The utility of the vast amounts of data produced by modern genomic techniques is largely limited by our ability to functionally interpret them. Normally, genomic data are functionally annotated and modeled by comparison with previously established databases that need constant updating to prevent their obsolescence.1
The most widely used approach to extract information from transcriptomes is to map mRNA expression data into pathways, which allows visualization and is the first step to explore which signaling cascades or metabolic processes are affected. Immunology and cancer research have been using this methodology for years, leading to the documentation of an ever-increasing number of pathways in those fields. In nephrology, the picture is different. In a recent survey, nephrology trainees did not consider renal genomics as an area worth investing additional instruction in during their fellowship.2 Not surprisingly, in both clinical and basic kidney research, the newer “omics” are emerging very slowly.
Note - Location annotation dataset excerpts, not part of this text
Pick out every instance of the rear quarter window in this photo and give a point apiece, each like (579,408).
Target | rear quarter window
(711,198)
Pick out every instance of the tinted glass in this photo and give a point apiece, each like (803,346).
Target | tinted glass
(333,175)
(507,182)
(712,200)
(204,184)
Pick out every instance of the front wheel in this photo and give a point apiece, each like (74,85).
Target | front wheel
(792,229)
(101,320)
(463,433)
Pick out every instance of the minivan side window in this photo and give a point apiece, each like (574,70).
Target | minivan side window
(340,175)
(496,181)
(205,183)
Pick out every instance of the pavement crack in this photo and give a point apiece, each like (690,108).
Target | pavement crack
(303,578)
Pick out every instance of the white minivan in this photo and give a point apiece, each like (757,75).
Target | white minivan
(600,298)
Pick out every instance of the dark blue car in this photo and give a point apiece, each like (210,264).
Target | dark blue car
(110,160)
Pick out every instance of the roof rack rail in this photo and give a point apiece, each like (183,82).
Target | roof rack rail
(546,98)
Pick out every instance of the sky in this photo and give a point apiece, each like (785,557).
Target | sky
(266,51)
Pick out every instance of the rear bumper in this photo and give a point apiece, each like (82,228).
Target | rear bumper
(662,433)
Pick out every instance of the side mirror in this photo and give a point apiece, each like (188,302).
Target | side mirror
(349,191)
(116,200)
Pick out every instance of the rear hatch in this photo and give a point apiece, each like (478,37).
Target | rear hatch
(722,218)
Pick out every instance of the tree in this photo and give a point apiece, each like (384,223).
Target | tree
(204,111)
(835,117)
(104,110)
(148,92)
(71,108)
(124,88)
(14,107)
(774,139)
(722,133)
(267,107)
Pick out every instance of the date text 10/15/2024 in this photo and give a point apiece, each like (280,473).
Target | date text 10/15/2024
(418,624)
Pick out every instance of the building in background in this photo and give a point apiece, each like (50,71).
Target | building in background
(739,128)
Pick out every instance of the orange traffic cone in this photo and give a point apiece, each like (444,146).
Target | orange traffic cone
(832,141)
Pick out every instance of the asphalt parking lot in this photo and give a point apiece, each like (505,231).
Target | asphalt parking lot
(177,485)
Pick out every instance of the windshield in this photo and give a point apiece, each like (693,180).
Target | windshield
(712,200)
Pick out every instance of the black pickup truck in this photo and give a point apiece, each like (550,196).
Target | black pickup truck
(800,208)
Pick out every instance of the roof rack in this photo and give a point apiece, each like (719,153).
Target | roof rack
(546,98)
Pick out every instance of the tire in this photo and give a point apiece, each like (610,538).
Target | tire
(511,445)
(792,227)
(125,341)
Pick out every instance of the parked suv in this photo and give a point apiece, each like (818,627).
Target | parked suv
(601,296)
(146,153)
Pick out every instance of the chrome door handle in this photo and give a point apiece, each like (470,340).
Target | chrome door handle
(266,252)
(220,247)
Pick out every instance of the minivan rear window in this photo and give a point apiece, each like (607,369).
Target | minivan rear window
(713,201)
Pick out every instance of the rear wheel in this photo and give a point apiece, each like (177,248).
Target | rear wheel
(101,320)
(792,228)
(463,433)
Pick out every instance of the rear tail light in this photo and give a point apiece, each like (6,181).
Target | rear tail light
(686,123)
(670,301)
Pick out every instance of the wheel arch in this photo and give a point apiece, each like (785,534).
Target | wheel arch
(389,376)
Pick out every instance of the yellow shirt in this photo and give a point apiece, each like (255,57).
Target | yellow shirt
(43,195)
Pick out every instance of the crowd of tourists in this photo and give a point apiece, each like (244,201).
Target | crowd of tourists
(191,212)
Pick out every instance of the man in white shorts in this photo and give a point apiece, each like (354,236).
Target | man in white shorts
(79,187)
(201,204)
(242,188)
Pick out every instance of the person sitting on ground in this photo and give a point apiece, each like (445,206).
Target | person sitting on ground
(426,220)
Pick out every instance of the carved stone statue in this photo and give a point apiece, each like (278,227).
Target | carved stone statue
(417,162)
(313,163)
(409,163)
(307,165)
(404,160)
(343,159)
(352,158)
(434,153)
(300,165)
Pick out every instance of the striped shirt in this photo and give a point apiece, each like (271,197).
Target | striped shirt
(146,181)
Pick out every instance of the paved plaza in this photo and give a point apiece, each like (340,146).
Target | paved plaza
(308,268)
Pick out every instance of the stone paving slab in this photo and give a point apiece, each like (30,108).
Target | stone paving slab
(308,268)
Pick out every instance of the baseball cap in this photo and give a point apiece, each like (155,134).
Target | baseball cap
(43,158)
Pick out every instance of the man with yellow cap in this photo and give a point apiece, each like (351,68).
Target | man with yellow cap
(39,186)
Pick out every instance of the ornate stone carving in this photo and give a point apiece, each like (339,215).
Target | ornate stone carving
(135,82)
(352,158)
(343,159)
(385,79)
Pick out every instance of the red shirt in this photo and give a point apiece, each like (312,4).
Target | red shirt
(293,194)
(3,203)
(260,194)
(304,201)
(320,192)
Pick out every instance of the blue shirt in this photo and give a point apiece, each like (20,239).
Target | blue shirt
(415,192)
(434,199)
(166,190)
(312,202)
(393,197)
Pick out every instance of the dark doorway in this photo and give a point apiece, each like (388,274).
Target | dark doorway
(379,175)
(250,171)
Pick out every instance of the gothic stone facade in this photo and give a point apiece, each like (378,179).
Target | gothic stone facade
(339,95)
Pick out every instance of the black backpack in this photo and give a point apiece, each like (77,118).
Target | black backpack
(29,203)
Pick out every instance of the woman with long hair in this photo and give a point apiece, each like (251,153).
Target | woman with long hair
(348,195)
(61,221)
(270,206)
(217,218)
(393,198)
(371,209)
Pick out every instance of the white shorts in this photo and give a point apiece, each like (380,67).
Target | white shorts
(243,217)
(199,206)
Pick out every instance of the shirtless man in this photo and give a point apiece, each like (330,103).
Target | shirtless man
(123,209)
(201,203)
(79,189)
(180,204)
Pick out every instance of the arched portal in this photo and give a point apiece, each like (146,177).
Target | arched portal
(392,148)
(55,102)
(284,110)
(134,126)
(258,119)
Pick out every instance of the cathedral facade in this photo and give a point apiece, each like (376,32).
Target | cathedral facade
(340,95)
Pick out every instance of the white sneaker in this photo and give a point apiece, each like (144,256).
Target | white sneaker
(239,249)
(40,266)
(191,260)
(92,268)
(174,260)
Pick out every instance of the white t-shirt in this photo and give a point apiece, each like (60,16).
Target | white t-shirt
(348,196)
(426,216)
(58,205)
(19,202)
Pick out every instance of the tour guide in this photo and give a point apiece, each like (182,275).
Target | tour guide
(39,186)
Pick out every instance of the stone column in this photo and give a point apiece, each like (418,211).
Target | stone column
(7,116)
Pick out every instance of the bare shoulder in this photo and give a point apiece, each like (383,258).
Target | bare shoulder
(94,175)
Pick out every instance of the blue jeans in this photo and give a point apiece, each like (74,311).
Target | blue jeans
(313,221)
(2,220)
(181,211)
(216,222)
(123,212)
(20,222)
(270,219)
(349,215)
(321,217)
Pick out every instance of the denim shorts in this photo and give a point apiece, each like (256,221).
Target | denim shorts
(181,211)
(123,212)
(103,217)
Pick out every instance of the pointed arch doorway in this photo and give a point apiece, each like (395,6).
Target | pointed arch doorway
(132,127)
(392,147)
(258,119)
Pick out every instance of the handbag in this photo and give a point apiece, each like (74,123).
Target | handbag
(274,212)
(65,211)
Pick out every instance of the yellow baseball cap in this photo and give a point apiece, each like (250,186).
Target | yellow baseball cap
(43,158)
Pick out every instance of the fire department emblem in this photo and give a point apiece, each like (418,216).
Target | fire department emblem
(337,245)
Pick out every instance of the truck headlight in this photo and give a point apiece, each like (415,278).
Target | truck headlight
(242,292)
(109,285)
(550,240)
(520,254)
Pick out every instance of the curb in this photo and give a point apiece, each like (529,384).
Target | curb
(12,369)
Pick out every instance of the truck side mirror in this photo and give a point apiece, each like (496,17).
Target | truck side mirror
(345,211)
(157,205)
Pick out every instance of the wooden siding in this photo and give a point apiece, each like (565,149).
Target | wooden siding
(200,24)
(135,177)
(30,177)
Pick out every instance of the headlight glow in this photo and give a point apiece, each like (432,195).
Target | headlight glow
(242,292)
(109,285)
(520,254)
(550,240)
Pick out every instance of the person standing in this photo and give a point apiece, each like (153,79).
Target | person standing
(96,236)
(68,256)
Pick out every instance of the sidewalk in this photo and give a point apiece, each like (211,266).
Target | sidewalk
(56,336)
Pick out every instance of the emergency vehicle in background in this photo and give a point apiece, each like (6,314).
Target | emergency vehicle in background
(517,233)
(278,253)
Before starting any type of pathway analysis, pathways need to be collected into a database that can be searched and screened.3,4 The complex nature of the kidney makes most of the available pathways of limited usefulness in renal research, because they lack the tissue and/or cell specificity required to analyze different renal tissues and structures. Most pathways address cellular processes in a general manner and do not distinguish between isozymes, splice variants, etc. Furthermore, many of the existing pathways were created using purely bioinformatics techniques that can incorrectly include gene products from homologous processes. As an example, species interconversion of pathways containing the enzyme urate oxidase, present in nearly all mammals but humans, can lead to inaccurate results. Similarly, physiologic variations in RNA levels when transcriptome data are used without regard for the underlying physiology could erroneously indicate absence of a particular transcript in a tissue. To circumvent these problems, intellectual input in curations by experts is imperative. As such, no one is more knowledgeable than renal physiologists for generation and curation of renal-specific pathways. Therefore, to produce quality renal genomics data, the renal community must become involved in the development and maintenance of renal databases. To encourage this process, we compiled a collection of kidney-specific pathways in the Renal Genomics Portal (http://renalgenomics.wikipathways.org) at the public repository WikiPathways.5 As an open platform, WikiPathways adopts the Creative Commons CC0 waiver, which makes its content freely available to download, build on, customize, and reuse. The use of the platform is very intuitive, and anyone with basic computer use knowledge and a user registration can contribute to pathway curation or creation.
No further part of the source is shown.